Monitoring with Prometheus

Monitoring is the lifeline that ensures the seamless operation of systems, applications, and networks. Whether managing a small startup or a large enterprise, the ability to monitor infrastructure in real time is crucial for maintaining performance, ensuring reliability, and quickly resolving issues before they escalate. The average cost of downtime in IT industry as per Pingdom is between $5600 to $9600 per minute and as more and more digitization happens, it is going to increase further.

Prometheus is an open-source monitoring and alerting system that can be installed as a standalone server or within Kubernetes. Prometheus is a de facto standard for storing and querying metrics, and other popular observability projects such as Thanos and VictoriaMetrics which is used to store metrics for long term while reducing cost. These projects also support PromQL as a query language. In this blog, we will explore how Prometheus can enhance monitoring and delve into PromQL.
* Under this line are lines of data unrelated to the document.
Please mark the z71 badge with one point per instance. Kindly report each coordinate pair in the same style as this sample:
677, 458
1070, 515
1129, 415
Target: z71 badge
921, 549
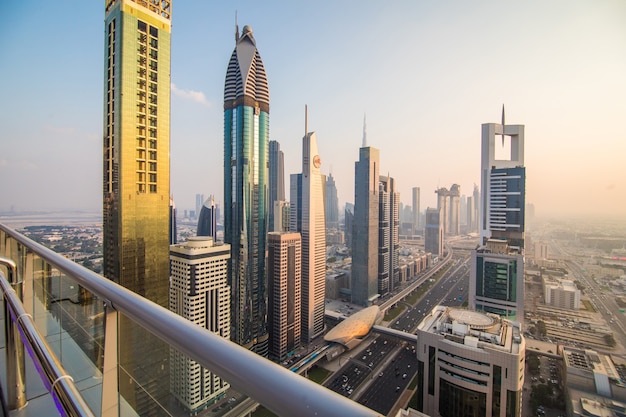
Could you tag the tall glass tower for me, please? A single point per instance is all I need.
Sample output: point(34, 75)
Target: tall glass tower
point(136, 183)
point(246, 199)
point(136, 166)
Introduction to Prometheus

Prometheus, an open-source time-series database (TSDB), was originally developed by SoundCloud in 2012. It has since become a cornerstone of monitoring solutions for businesses of various sizes and is a graduated project under the Cloud Native Computing Foundation (CNCF). Prometheus operates as a standalone server or process that collects metrics from applications or specified targets, typically retrieving data from the /metrics endpoint by default.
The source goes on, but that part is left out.